Mientras tanto, Bernini entró en un desastre con dos campanarios en la fachada de San Pedro. Se saltó los planes de Maderno e inventó torres mucho más pesadas. Borromini, que conocía el plan original, advirtió que no podía ir bien e hizo una campaña crítica contra Bernini. Para él, que buscaba efectos dramáticos y grandeza, la gravedad era un detalle menor. Aparecieron grietas en la fachada, se temía que algún día todo se derrumbaría. En 1644 murió Urbano VIII, sucedido por Inocencio X, mucho más austero, que decidió derribarlos. Bernini cayó en desgracia. Mucho más porque hizo un espectáculo en el Carnaval de 1646 en el que se burló del Papa. El nuevo Papa prefería a Borromini, que por una vez en su vida tenía el viento a favor. Su familia, el Pamphili, encargó su palacio en la Piazza Navonna.





Debemos agradecer a Bernini por lo contrario, porque luego volvió a la escultura. Entre las obras maestras de esos años, el famoso éxtasis de Santa Teresa, que este artista terrenal transformó en un disfrute mucho más familiar. Pero Bernini no tardó mucho en reconciliarse con el poder. Fue gracias a la construcción de la fuente en la Piazza Navona. Ni siquiera lo llamaron, pero la orden fue tomada misteriosamente. Hay varias historias al respecto. El más aceptado, que un amigo suyo pidió un dibujo para la fuente y se lo entregó al Papa, sin decirle quién era. El Papa fue admirado, sabía que solo podía ser Bernini y lo perdonó. Borromini se subía por las paredes, porque sobre todo la idea de crear una gran fuente dedicada a los cuatro grandes ríos del mundo era suya. Bernini lo terminó en 1651. En Roma se comentó que el obelisco terminaría cayendo, pero continúa allí.



Para entonces, la enemistad de los dos artistas ya había creado leyendas. Dos de las esculturas de la fuente en Piazza Navona parecen horrorizadas por lo que ven, exactamente donde se encuentra la iglesia de Sant'Agnese de Borromini.  Bernini lo hizo para burlarse. La verdad es que la obra del templo comenzó más tarde, en 1653, pero esa anécdota ya ha permanecido así.

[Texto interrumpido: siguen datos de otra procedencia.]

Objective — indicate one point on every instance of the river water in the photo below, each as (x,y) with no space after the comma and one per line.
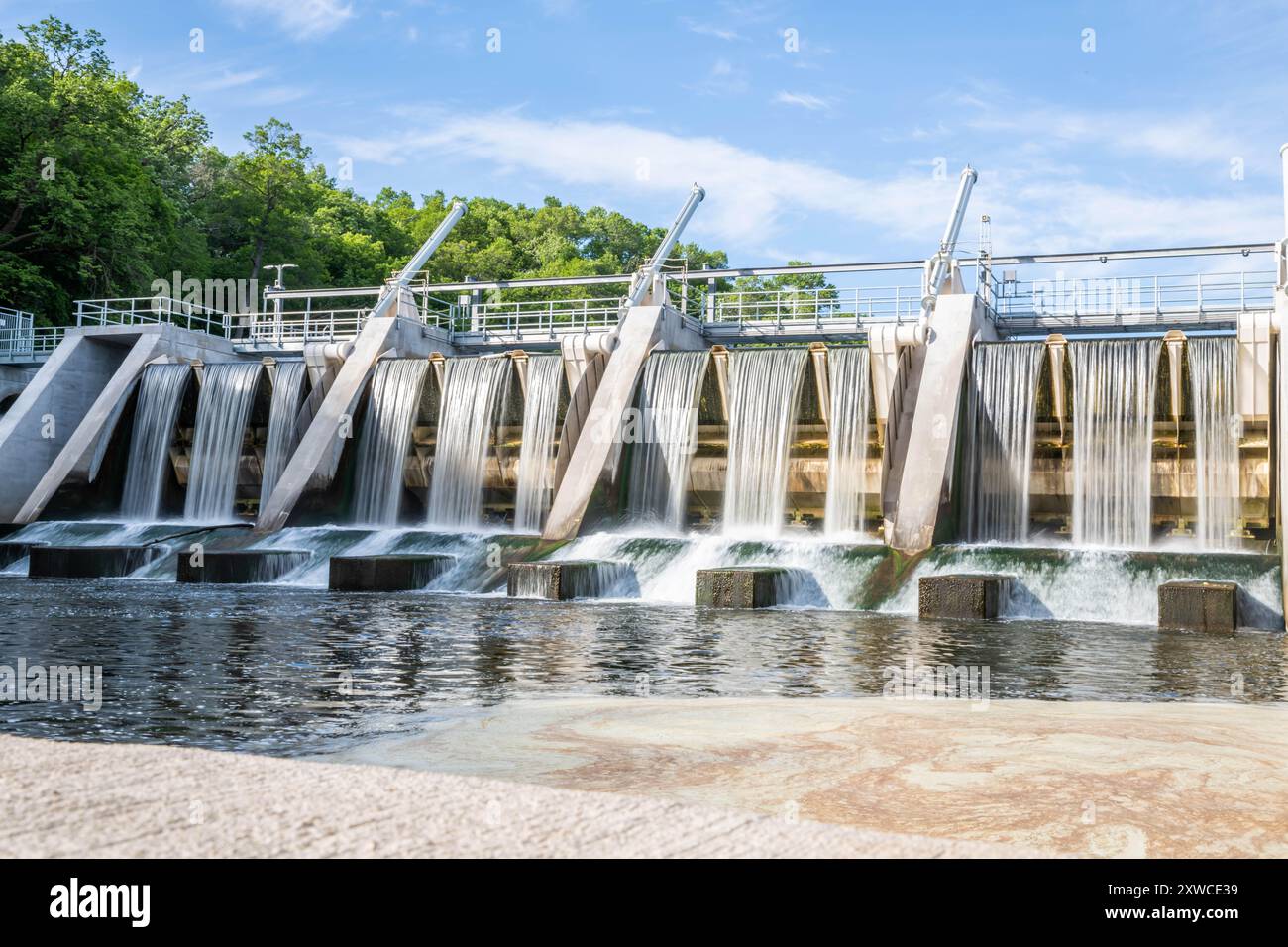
(297,671)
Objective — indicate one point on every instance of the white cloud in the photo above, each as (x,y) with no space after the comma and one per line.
(803,99)
(720,33)
(304,20)
(1194,138)
(231,80)
(724,78)
(754,200)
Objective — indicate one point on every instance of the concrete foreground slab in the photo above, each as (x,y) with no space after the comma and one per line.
(62,799)
(1070,777)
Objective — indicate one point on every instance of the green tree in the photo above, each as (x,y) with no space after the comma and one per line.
(93,174)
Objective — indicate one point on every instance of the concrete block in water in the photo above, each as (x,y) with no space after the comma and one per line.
(1197,605)
(571,579)
(12,552)
(386,573)
(240,566)
(979,596)
(90,562)
(743,586)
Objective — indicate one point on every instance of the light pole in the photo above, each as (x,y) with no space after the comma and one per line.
(278,285)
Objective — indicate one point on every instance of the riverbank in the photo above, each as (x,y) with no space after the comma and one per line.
(62,799)
(1080,779)
(711,777)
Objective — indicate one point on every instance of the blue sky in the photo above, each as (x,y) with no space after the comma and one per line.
(823,150)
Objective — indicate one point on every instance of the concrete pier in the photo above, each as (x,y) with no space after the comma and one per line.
(12,552)
(971,596)
(386,573)
(1196,605)
(562,581)
(741,586)
(240,566)
(90,562)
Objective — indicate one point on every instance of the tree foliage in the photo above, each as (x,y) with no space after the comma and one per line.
(104,189)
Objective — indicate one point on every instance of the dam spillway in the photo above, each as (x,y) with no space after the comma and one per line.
(161,389)
(473,392)
(793,429)
(391,406)
(227,395)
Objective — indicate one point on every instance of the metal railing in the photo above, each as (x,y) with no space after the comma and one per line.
(537,318)
(823,308)
(313,325)
(1098,303)
(30,344)
(151,309)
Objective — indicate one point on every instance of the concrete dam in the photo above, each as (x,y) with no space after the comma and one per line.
(966,436)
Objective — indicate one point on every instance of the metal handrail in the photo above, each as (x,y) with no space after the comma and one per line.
(814,305)
(545,317)
(151,309)
(1131,300)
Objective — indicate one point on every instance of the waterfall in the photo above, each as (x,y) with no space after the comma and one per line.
(397,386)
(472,389)
(850,394)
(223,408)
(666,436)
(1000,441)
(1216,441)
(287,394)
(536,474)
(1113,432)
(764,388)
(161,392)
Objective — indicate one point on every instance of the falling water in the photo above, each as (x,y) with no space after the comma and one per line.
(1113,429)
(1216,441)
(472,389)
(397,386)
(764,388)
(540,412)
(287,394)
(223,408)
(666,436)
(846,440)
(161,392)
(1000,442)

Sí, parece cierto, sin embargo, otra cuestión similar en el palacio de Propaganda Fide. Se lo asignaron a Borromini, feliz de demoler una capilla que Bernini había hecho. Por otra parte la casa de su rival estaba justo enfrente, esculpió orejas de burro frente a su ventana, en pleno escándalo de los campanarios de San Pedro. En respuesta, Bernini colocó una escultura de un enorme falo en la fachada de Borromini. Tales obras irreverentes fueron eliminadas por orden papal.
El cambio de papa, en 1655, fue un desastre para Borromini. Alejandro VII, amigo de Bernini, llegó y su momento terminó. Fue expulsado de todas las obras que tenía y Bernini entró en su período más glorioso, con 60 años. Firmó la silla de Pietro, la columnata de San Pietro y la Scala Regia del Vaticano. En esto, por cierto, copió el efecto óptico que Borromini había usado en su fabulosa perspectiva del Palazzo Spada, un fantástico truco visual que crea la ilusión de que una galería de 9 metros parece medir 35.
Borromini, al final de su vida, era irregular, gruñón y autodestructivo, mientras que Bernini era famoso e incluso fue llamado a París para ampliar el palacio real del Louvre. Los arrebatos de locura de Borromini eran tan conocidos que nadie se sorprendió de que se suicidara por una discusión trivial con su sirviente sobre si la luz estaba encendida o apagada. Se arrojó sobre una espada y pasó un día muriendo. Aunque otras teorías sugieren que simuló un suicidio para salvar a su sirviente, lo habría apuñalado en una pelea. Bernini vivió otros 13 años, pero seguramente la vida sin Borromini ya no era la misma.